On August 14, 2025, VEON Ltd. announced the completion of a business combination between its subsidiary, Kyivstar Group Ltd., and Cohen Circle Acquisition Corp. I. This merger will result in Kyivstar Group becoming a U.S.-listed company on Nasdaq, trading under the ticker symbols ‘KYIV’ and ‘KYIVW’. This marks Kyivstar as the first pure-play Ukrainian investment opportunity in the U.S. stock markets. VEON holds an 89.6% stake in Kyivstar, which serves nearly 23 million mobile customers and offers a range of digital services in Ukraine. The move is seen as a significant step in making Ukraine’s success story visible to U.S. investors and highlights VEON’s commitment to investing in Ukraine’s technological and infrastructure development.
VEON Ltd., a telecommunications company, is involved in a significant business combination with Cohen Circle Acquisition Corp. I, announced on March 18, 2025. This transaction involves VEON Holdings B.V., PubCo, and Varna Merger Sub Corp., collectively known as the Kyivstar Group. On August 11, 2025, Cohen Circle revealed that 25.4% of its Class A ordinary shares were redeemed by shareholders ahead of an extraordinary general meeting on August 12, 2025. The business combination, subject to shareholder and regulatory approvals, is expected to close around August 14, 2025, with approximately $178 million remaining in Cohen Circle’s Trust Account. This move is anticipated to position PubCo as a notable U.S.-listed Ukrainian investment opportunity, impacting VEON’s operations and market presence.
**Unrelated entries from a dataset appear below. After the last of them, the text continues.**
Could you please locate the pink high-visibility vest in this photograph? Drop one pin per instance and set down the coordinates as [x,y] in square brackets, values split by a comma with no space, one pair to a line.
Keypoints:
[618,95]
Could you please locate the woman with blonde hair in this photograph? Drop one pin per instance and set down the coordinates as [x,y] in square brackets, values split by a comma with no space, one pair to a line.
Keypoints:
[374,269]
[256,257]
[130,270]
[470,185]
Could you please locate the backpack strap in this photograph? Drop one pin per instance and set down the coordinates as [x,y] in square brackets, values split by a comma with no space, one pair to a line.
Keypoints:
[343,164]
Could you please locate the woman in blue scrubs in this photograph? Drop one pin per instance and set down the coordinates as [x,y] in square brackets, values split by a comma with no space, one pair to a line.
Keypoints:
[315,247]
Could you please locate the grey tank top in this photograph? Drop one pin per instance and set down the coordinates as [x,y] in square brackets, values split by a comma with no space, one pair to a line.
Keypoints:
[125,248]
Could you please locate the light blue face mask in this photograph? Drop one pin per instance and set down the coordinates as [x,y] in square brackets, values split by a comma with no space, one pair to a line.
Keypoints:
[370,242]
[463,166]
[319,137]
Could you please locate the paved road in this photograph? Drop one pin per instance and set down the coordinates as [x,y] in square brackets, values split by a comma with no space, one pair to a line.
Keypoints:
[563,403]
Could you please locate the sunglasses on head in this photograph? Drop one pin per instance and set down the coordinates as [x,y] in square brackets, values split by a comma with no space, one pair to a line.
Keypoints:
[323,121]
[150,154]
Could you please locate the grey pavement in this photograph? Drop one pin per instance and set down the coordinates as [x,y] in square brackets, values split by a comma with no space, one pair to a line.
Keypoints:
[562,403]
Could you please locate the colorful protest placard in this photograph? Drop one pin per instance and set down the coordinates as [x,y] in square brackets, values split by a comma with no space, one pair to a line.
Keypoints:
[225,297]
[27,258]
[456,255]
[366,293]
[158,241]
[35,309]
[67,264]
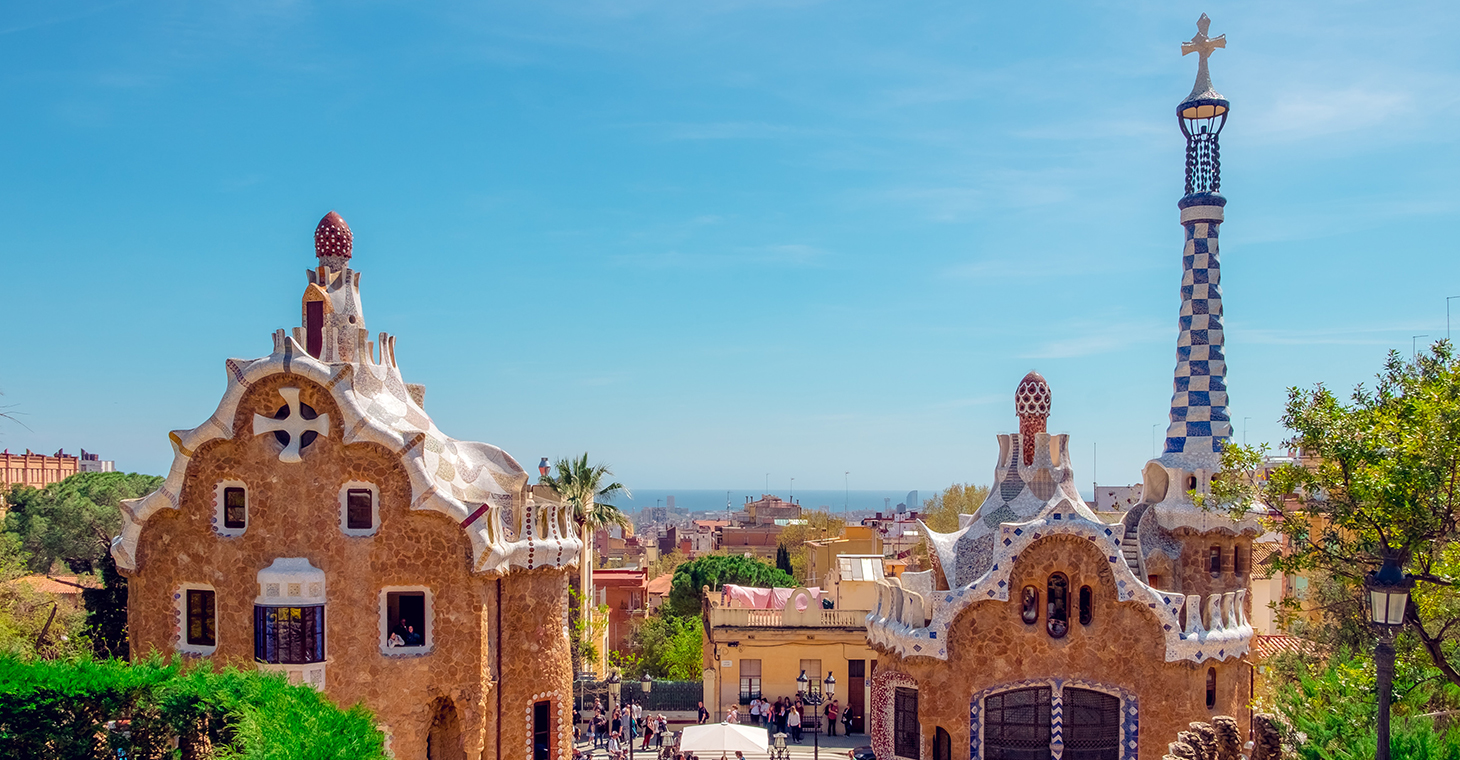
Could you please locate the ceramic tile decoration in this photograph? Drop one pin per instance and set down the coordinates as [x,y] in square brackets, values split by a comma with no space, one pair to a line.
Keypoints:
[1037,597]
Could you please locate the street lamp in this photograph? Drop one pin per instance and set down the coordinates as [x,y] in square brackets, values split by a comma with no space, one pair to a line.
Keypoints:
[646,684]
[615,690]
[1389,595]
[803,690]
[778,747]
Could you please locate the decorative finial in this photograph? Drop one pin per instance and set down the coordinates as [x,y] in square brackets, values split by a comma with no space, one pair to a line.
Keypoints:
[1203,45]
[333,239]
[1031,403]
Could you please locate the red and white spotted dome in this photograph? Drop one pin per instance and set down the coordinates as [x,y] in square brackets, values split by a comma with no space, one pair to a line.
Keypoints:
[1032,397]
[333,237]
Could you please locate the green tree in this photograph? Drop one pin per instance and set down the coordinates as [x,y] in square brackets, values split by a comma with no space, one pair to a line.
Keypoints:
[72,522]
[1378,476]
[940,514]
[716,571]
[783,559]
[587,492]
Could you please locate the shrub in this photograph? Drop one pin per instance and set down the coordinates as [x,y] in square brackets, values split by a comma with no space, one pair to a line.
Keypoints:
[111,708]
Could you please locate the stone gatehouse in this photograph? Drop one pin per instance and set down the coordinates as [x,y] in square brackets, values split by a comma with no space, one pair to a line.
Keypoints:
[320,524]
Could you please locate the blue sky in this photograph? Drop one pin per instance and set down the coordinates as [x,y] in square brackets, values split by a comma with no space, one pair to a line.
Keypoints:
[708,241]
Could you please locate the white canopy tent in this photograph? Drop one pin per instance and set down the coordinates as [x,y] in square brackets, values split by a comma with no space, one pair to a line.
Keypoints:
[724,738]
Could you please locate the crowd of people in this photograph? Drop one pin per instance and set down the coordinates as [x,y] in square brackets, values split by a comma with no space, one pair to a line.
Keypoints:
[787,715]
[613,731]
[628,722]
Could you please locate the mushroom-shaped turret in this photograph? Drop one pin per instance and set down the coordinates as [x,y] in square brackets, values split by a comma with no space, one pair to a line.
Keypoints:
[1031,401]
[333,241]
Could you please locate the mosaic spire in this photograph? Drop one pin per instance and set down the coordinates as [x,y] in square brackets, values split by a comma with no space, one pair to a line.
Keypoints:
[1199,420]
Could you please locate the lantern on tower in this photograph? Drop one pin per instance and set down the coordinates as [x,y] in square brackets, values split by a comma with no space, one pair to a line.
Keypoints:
[1202,117]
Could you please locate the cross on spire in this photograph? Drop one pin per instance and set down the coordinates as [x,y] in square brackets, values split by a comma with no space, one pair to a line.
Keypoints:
[1203,45]
[295,425]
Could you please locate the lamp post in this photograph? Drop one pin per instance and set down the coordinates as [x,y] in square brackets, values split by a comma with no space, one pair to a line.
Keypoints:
[803,690]
[646,684]
[1389,595]
[615,692]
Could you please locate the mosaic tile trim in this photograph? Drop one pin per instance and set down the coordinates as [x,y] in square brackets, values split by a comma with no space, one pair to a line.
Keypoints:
[1199,419]
[897,623]
[453,477]
[1129,715]
[884,684]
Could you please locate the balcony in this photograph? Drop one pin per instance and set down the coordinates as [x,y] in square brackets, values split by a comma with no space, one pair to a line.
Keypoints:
[721,617]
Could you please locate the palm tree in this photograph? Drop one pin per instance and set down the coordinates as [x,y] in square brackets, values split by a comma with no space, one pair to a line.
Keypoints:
[583,489]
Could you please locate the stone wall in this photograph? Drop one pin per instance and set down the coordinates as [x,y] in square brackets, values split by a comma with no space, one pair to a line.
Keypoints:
[294,511]
[1123,649]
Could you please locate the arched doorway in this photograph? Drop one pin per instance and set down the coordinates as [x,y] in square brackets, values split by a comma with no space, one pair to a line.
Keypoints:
[444,737]
[1091,725]
[1016,724]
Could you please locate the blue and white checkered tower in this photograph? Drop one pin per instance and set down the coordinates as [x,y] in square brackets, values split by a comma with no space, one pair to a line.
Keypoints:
[1199,422]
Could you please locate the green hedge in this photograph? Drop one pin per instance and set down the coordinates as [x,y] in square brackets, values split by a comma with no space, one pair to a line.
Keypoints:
[154,709]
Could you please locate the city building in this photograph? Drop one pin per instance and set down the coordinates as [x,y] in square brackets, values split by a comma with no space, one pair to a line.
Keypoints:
[37,470]
[625,592]
[92,463]
[320,524]
[759,652]
[822,555]
[1040,627]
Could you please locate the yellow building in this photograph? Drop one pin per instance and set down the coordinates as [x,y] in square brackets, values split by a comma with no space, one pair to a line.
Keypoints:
[761,652]
[821,555]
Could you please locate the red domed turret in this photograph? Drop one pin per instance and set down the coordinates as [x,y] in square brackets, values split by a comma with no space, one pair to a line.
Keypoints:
[333,238]
[1031,401]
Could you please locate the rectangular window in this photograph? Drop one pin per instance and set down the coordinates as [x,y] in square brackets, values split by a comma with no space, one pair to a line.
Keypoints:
[406,617]
[289,635]
[812,670]
[749,680]
[542,731]
[359,509]
[202,619]
[904,722]
[235,508]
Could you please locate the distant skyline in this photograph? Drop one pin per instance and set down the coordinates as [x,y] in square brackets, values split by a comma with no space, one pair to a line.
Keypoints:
[711,241]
On August 7, 2025, VEON Ltd. announced its financial results for the second quarter of 2025, reporting a 5.9% increase in USD revenues and a 13.2% rise in USD EBITDA compared to the previous year. The company achieved significant growth in direct digital revenues, which surged by 56.6% year-over-year, reflecting its strategic focus on digital transformation. VEON’s acquisition of Uklon in April 2025 contributed to this growth, adding $21.7 million to direct digital revenues. The company also completed its share buyback program on August 1, 2025, repurchasing 2.14 million ADSs. VEON has revised its 2025 outlook, expecting local currency revenue growth of 13% to 15% and EBITDA growth of 14% to 16%.